Calculate,
1,the PH of0.1M CH3COOH buffered solution with 0.2M CH3COONa
2,when 9.5M HClis added to75ml of the buffer solution in(1)
3,compaire the PH of the two questions whre added to pure water?(Ka ofCH3COOH=0.00008)
1. Use the Henderson-Hasselbalch equation.
pH = pKa + log (base)/(acid).
2. How much of the 9.5 M HCl is added?
3. I assume you mean compare when that many mL 0.5 M HCl is added to pure water. How much pure water.
Do #1 first then re post if you still have questions.
To calculate the pH of a buffered solution, you need to consider the equilibrium between the acid and its conjugate base. In this case, you have a solution of acetic acid (CH3COOH) and its conjugate base, sodium acetate (CH3COONa). The dissociation of acetic acid can be represented as follows:
CH3COOH ⇌ H+ + CH3COO-
1. To find the pH of the buffered solution, you need to use the Henderson-Hasselbalch equation, which is given by:
pH = pKa + log([CH3COONa]/[CH3COOH])
Here, pKa represents the negative logarithm of the acid dissociation constant (Ka) of acetic acid, and [CH3COONa] and [CH3COOH] represent the concentrations of sodium acetate and acetic acid, respectively.
Given that [CH3COOH] = 0.1 M and [CH3COONa] = 0.2 M, we can calculate the pH as follows:
pH = pKa + log([CH3COONa]/[CH3COOH])
= -log(0.00008) + log(0.2/0.1)
= 4.12 + log(2)
= 4.12 + 0.301
= 4.421
Therefore, the pH of the 0.1 M CH3COOH buffered solution with 0.2 M CH3COONa is approximately 4.421.
2. When 9.5 M HCl is added to 75 ml of the buffer solution discussed in question 1, we need to consider the reaction between HCl and the acetate ion (CH3COO-). The acetate ion acts as a buffer and helps maintain the pH. The reaction can be represented as follows:
CH3COO- + H+ ⇌ CH3COOH
To determine the resulting pH, we need to calculate the change in concentration of acetic acid and acetate ion due to the addition of HCl. Since the concentrations are given in terms of volume (75 ml), we need to convert the volume to moles using the molarity of the buffer solution.
Given that the molarity of the buffer solution is 0.1 M, the number of moles of CH3COOH and CH3COONa in 75 ml can be calculated as follows:
moles of CH3COOH = concentration × volume = 0.1 × 0.075 = 0.0075 moles
moles of CH3COONa = concentration × volume = 0.2 × 0.075 = 0.015 moles
When HCl reacts with CH3COO-, it converts it back into CH3COOH. For every mole of HCl that reacts, it consumes an equal number of moles of CH3COO-. In this case, we have excess HCl as compared to the moles of CH3COO-. Therefore, all the acetate ions will be consumed, resulting in the conversion of all CH3COO- to CH3COOH.
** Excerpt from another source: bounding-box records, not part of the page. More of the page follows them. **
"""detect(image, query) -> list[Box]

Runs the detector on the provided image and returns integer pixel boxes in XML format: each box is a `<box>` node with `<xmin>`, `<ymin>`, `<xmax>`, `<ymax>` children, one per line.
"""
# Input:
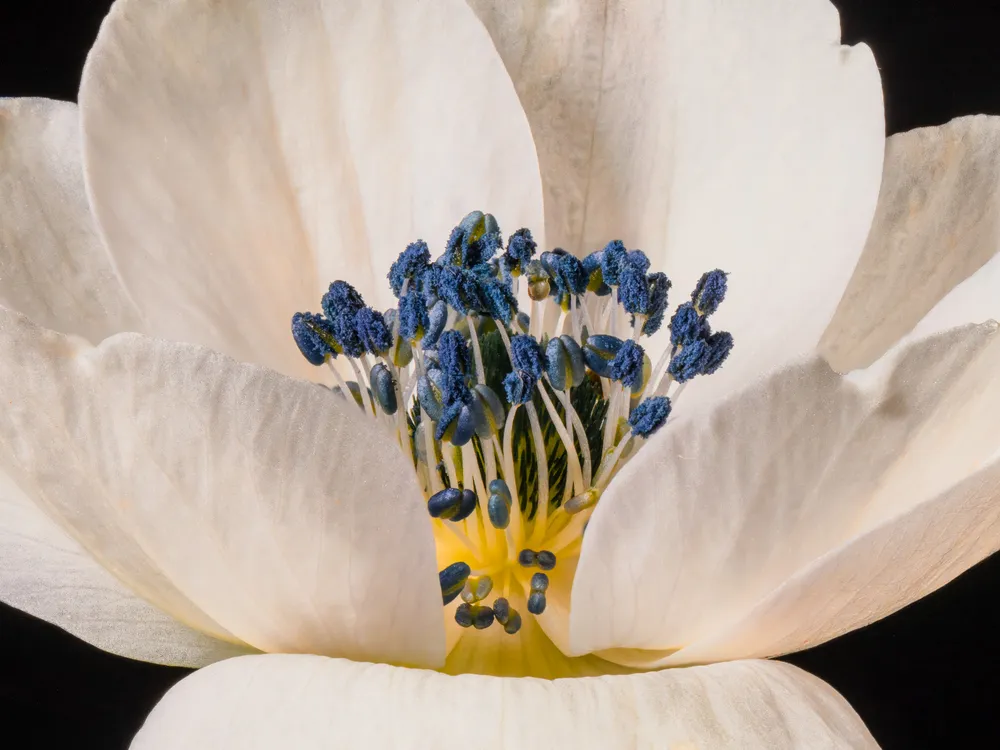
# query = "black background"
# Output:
<box><xmin>0</xmin><ymin>0</ymin><xmax>1000</xmax><ymax>750</ymax></box>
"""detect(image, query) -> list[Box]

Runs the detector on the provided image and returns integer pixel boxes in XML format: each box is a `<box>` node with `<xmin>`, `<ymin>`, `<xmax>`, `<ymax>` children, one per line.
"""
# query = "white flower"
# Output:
<box><xmin>0</xmin><ymin>0</ymin><xmax>1000</xmax><ymax>748</ymax></box>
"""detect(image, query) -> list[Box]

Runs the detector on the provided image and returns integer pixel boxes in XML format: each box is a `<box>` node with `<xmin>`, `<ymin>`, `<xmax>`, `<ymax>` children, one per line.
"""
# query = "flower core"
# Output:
<box><xmin>292</xmin><ymin>211</ymin><xmax>733</xmax><ymax>676</ymax></box>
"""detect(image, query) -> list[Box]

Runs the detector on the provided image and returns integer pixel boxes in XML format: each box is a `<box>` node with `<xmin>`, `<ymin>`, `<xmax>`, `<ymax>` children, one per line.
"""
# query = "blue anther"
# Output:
<box><xmin>321</xmin><ymin>281</ymin><xmax>365</xmax><ymax>357</ymax></box>
<box><xmin>451</xmin><ymin>489</ymin><xmax>479</xmax><ymax>523</ymax></box>
<box><xmin>667</xmin><ymin>339</ymin><xmax>711</xmax><ymax>383</ymax></box>
<box><xmin>398</xmin><ymin>289</ymin><xmax>430</xmax><ymax>341</ymax></box>
<box><xmin>438</xmin><ymin>562</ymin><xmax>472</xmax><ymax>604</ymax></box>
<box><xmin>354</xmin><ymin>307</ymin><xmax>392</xmax><ymax>356</ymax></box>
<box><xmin>417</xmin><ymin>368</ymin><xmax>444</xmax><ymax>422</ymax></box>
<box><xmin>702</xmin><ymin>331</ymin><xmax>733</xmax><ymax>375</ymax></box>
<box><xmin>583</xmin><ymin>334</ymin><xmax>622</xmax><ymax>378</ymax></box>
<box><xmin>633</xmin><ymin>271</ymin><xmax>671</xmax><ymax>336</ymax></box>
<box><xmin>535</xmin><ymin>549</ymin><xmax>556</xmax><ymax>570</ymax></box>
<box><xmin>292</xmin><ymin>313</ymin><xmax>337</xmax><ymax>366</ymax></box>
<box><xmin>670</xmin><ymin>302</ymin><xmax>708</xmax><ymax>348</ymax></box>
<box><xmin>504</xmin><ymin>229</ymin><xmax>538</xmax><ymax>272</ymax></box>
<box><xmin>437</xmin><ymin>331</ymin><xmax>472</xmax><ymax>396</ymax></box>
<box><xmin>486</xmin><ymin>493</ymin><xmax>511</xmax><ymax>529</ymax></box>
<box><xmin>422</xmin><ymin>300</ymin><xmax>448</xmax><ymax>349</ymax></box>
<box><xmin>489</xmin><ymin>479</ymin><xmax>514</xmax><ymax>502</ymax></box>
<box><xmin>426</xmin><ymin>265</ymin><xmax>484</xmax><ymax>315</ymax></box>
<box><xmin>371</xmin><ymin>362</ymin><xmax>399</xmax><ymax>414</ymax></box>
<box><xmin>528</xmin><ymin>591</ymin><xmax>545</xmax><ymax>615</ymax></box>
<box><xmin>472</xmin><ymin>606</ymin><xmax>495</xmax><ymax>630</ymax></box>
<box><xmin>609</xmin><ymin>339</ymin><xmax>646</xmax><ymax>391</ymax></box>
<box><xmin>510</xmin><ymin>335</ymin><xmax>545</xmax><ymax>380</ymax></box>
<box><xmin>427</xmin><ymin>487</ymin><xmax>462</xmax><ymax>520</ymax></box>
<box><xmin>455</xmin><ymin>602</ymin><xmax>472</xmax><ymax>628</ymax></box>
<box><xmin>601</xmin><ymin>240</ymin><xmax>628</xmax><ymax>286</ymax></box>
<box><xmin>628</xmin><ymin>396</ymin><xmax>670</xmax><ymax>437</ymax></box>
<box><xmin>387</xmin><ymin>240</ymin><xmax>431</xmax><ymax>297</ymax></box>
<box><xmin>503</xmin><ymin>610</ymin><xmax>521</xmax><ymax>635</ymax></box>
<box><xmin>479</xmin><ymin>277</ymin><xmax>517</xmax><ymax>323</ymax></box>
<box><xmin>493</xmin><ymin>596</ymin><xmax>510</xmax><ymax>625</ymax></box>
<box><xmin>691</xmin><ymin>268</ymin><xmax>727</xmax><ymax>315</ymax></box>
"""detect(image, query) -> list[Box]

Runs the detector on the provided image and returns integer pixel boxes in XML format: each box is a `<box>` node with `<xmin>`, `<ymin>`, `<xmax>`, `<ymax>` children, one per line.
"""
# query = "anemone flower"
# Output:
<box><xmin>0</xmin><ymin>0</ymin><xmax>1000</xmax><ymax>749</ymax></box>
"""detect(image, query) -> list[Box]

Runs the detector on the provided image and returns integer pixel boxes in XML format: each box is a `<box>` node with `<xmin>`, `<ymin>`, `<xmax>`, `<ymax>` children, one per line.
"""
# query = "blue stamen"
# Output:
<box><xmin>386</xmin><ymin>240</ymin><xmax>431</xmax><ymax>297</ymax></box>
<box><xmin>535</xmin><ymin>549</ymin><xmax>556</xmax><ymax>570</ymax></box>
<box><xmin>628</xmin><ymin>396</ymin><xmax>670</xmax><ymax>438</ymax></box>
<box><xmin>438</xmin><ymin>562</ymin><xmax>472</xmax><ymax>604</ymax></box>
<box><xmin>354</xmin><ymin>307</ymin><xmax>392</xmax><ymax>356</ymax></box>
<box><xmin>399</xmin><ymin>289</ymin><xmax>430</xmax><ymax>341</ymax></box>
<box><xmin>371</xmin><ymin>362</ymin><xmax>399</xmax><ymax>414</ymax></box>
<box><xmin>292</xmin><ymin>313</ymin><xmax>337</xmax><ymax>366</ymax></box>
<box><xmin>321</xmin><ymin>281</ymin><xmax>365</xmax><ymax>357</ymax></box>
<box><xmin>633</xmin><ymin>271</ymin><xmax>671</xmax><ymax>336</ymax></box>
<box><xmin>670</xmin><ymin>302</ymin><xmax>708</xmax><ymax>348</ymax></box>
<box><xmin>609</xmin><ymin>339</ymin><xmax>646</xmax><ymax>391</ymax></box>
<box><xmin>691</xmin><ymin>268</ymin><xmax>727</xmax><ymax>315</ymax></box>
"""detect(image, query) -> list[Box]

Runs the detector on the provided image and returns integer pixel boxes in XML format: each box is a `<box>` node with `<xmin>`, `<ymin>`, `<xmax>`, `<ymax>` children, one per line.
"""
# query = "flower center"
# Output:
<box><xmin>292</xmin><ymin>211</ymin><xmax>733</xmax><ymax>676</ymax></box>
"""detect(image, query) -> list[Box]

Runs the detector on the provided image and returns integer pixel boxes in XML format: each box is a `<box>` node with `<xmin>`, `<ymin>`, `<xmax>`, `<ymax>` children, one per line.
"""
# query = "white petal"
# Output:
<box><xmin>0</xmin><ymin>313</ymin><xmax>444</xmax><ymax>666</ymax></box>
<box><xmin>470</xmin><ymin>0</ymin><xmax>884</xmax><ymax>412</ymax></box>
<box><xmin>132</xmin><ymin>655</ymin><xmax>878</xmax><ymax>750</ymax></box>
<box><xmin>0</xmin><ymin>99</ymin><xmax>142</xmax><ymax>341</ymax></box>
<box><xmin>80</xmin><ymin>0</ymin><xmax>542</xmax><ymax>374</ymax></box>
<box><xmin>820</xmin><ymin>115</ymin><xmax>1000</xmax><ymax>372</ymax></box>
<box><xmin>570</xmin><ymin>323</ymin><xmax>1000</xmax><ymax>664</ymax></box>
<box><xmin>654</xmin><ymin>462</ymin><xmax>1000</xmax><ymax>664</ymax></box>
<box><xmin>0</xmin><ymin>468</ymin><xmax>252</xmax><ymax>667</ymax></box>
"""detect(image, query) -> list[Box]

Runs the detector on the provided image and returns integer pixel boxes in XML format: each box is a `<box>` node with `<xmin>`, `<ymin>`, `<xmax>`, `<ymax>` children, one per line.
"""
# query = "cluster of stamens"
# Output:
<box><xmin>292</xmin><ymin>211</ymin><xmax>733</xmax><ymax>635</ymax></box>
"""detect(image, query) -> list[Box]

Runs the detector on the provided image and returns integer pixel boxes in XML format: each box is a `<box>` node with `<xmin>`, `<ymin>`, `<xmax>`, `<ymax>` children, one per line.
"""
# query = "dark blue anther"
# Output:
<box><xmin>354</xmin><ymin>307</ymin><xmax>392</xmax><ymax>356</ymax></box>
<box><xmin>583</xmin><ymin>334</ymin><xmax>622</xmax><ymax>378</ymax></box>
<box><xmin>536</xmin><ymin>549</ymin><xmax>556</xmax><ymax>570</ymax></box>
<box><xmin>503</xmin><ymin>610</ymin><xmax>521</xmax><ymax>635</ymax></box>
<box><xmin>422</xmin><ymin>300</ymin><xmax>448</xmax><ymax>349</ymax></box>
<box><xmin>667</xmin><ymin>339</ymin><xmax>711</xmax><ymax>383</ymax></box>
<box><xmin>691</xmin><ymin>268</ymin><xmax>727</xmax><ymax>315</ymax></box>
<box><xmin>371</xmin><ymin>362</ymin><xmax>399</xmax><ymax>414</ymax></box>
<box><xmin>601</xmin><ymin>240</ymin><xmax>628</xmax><ymax>286</ymax></box>
<box><xmin>399</xmin><ymin>289</ymin><xmax>430</xmax><ymax>341</ymax></box>
<box><xmin>504</xmin><ymin>229</ymin><xmax>538</xmax><ymax>273</ymax></box>
<box><xmin>493</xmin><ymin>596</ymin><xmax>510</xmax><ymax>625</ymax></box>
<box><xmin>472</xmin><ymin>605</ymin><xmax>495</xmax><ymax>630</ymax></box>
<box><xmin>510</xmin><ymin>335</ymin><xmax>545</xmax><ymax>379</ymax></box>
<box><xmin>633</xmin><ymin>271</ymin><xmax>671</xmax><ymax>336</ymax></box>
<box><xmin>702</xmin><ymin>331</ymin><xmax>733</xmax><ymax>375</ymax></box>
<box><xmin>451</xmin><ymin>489</ymin><xmax>478</xmax><ymax>523</ymax></box>
<box><xmin>387</xmin><ymin>240</ymin><xmax>431</xmax><ymax>297</ymax></box>
<box><xmin>528</xmin><ymin>591</ymin><xmax>545</xmax><ymax>615</ymax></box>
<box><xmin>292</xmin><ymin>313</ymin><xmax>337</xmax><ymax>366</ymax></box>
<box><xmin>322</xmin><ymin>281</ymin><xmax>365</xmax><ymax>357</ymax></box>
<box><xmin>438</xmin><ymin>562</ymin><xmax>472</xmax><ymax>604</ymax></box>
<box><xmin>437</xmin><ymin>331</ymin><xmax>472</xmax><ymax>404</ymax></box>
<box><xmin>427</xmin><ymin>487</ymin><xmax>462</xmax><ymax>520</ymax></box>
<box><xmin>670</xmin><ymin>302</ymin><xmax>708</xmax><ymax>348</ymax></box>
<box><xmin>486</xmin><ymin>493</ymin><xmax>511</xmax><ymax>529</ymax></box>
<box><xmin>417</xmin><ymin>368</ymin><xmax>444</xmax><ymax>422</ymax></box>
<box><xmin>479</xmin><ymin>277</ymin><xmax>517</xmax><ymax>323</ymax></box>
<box><xmin>455</xmin><ymin>602</ymin><xmax>472</xmax><ymax>628</ymax></box>
<box><xmin>628</xmin><ymin>396</ymin><xmax>670</xmax><ymax>437</ymax></box>
<box><xmin>609</xmin><ymin>339</ymin><xmax>646</xmax><ymax>391</ymax></box>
Since the volume of HCl added is not provided, we cannot calculate the exact moles of HCl added. However, we can assume that all the acetate ions are consumed, so the concentration of CH3COO- becomes zero. As a result, the concentration of CH3COOH will be the sum of the initial concentration of acid and the additional moles of acid produced by the reaction:
moles of CH3COOH = 0.0075 + moles of HCl
To calculate the pH after the addition of HCl, we can use the Henderson-Hasselbalch equation, which now becomes:
pH = pKa + log([CH3COONa]/[CH3COOH])
= -log(0.00008) + log(0/0.0075)
= -log(0.00008) - infinity
= -log(0.00008)
Therefore, the pH after the addition of HCl cannot be determined based on the given information, as it depends on the exact moles or volume of HCl added.
3. Comparing the pH of the two situations (buffer solution and pure water) after the addition of HCl is not possible without knowing the exact amount of HCl added or considering the volume of the solution. The pH of water is typically 7, assuming it is pure and does not contain any acidic or basic substances. When HCl is added to pure water, it will decrease the pH due to the strong acidity of HCl. However, without the specific values or volumes of HCl added in both situations, a direct comparison of the pH changes cannot be made.